Renzi sa perciò che non troverà sponde da quelle parti nemmeno in circostanze come questa. Non potrà sfruttare il contraccolpo delle inchieste per calamitare i voti di qualche grillino in Parlamento. Dovrà insistere a parlare di bonus, di pensioni anticipate, di tasse alleggerite, di finto “volemose bene” con i partner europei per fare dimenticare i guai del suo partito con la giustizia. E cercare di guadagnare consensi per il referendum di autunno nonostante le crescenti incognite che si addensano sulle urne di giugno.

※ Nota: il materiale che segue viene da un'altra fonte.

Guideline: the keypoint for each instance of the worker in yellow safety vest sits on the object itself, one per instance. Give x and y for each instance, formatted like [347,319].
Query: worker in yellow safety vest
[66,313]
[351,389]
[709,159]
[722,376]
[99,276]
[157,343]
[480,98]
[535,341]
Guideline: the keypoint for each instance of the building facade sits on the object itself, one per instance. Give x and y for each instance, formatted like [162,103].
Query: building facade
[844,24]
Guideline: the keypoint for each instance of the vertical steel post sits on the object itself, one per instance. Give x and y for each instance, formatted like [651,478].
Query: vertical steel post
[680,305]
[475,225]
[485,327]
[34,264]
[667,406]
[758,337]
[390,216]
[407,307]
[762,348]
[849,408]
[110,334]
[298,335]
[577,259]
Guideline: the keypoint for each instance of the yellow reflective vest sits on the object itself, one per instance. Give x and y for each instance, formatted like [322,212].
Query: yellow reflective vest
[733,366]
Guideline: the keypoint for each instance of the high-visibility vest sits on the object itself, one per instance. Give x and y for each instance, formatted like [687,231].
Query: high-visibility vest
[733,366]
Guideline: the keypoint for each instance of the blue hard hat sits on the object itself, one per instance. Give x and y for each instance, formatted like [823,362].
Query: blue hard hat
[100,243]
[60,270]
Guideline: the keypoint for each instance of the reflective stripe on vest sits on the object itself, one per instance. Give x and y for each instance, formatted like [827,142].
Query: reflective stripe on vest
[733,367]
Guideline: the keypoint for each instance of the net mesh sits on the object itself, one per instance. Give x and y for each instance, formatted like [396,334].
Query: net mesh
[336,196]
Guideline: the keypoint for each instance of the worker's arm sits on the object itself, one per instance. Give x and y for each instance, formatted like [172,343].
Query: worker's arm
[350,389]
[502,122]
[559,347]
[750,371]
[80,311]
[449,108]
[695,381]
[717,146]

Insomma, la campagna elettorale la stanno facendo i giudici più che lo stuolo di candidati, decine di migliaia di persone che danno l’assalto a quasi 1400 municipi in tutta Italia. Sembra un segnale di riscossa della politica, un segnale di partecipazione contro il messaggio implicito nelle ondate di provvedimenti ordinati dai gip: e cioè che la politica è cosa sporca. Ma l’altra faccia della medaglia è che una pletora di candidati significa anche confusione su confusione, come capita a Napoli dove il sindaco in carica, Luigi de Magistris, si presenta con 15 liste a sostegno e il suo principale sfidante, Gianni Lettieri (centrodestra), ne schiera 12: nel capoluogo campano si contano 46 liste e oltre seimila candidati per 48 posti da consigliere. Sembra di essere a un concorsone del pubblico impiego. Alla faccia del bipolarismo e del tripolarismo, e pure del partito della nazione.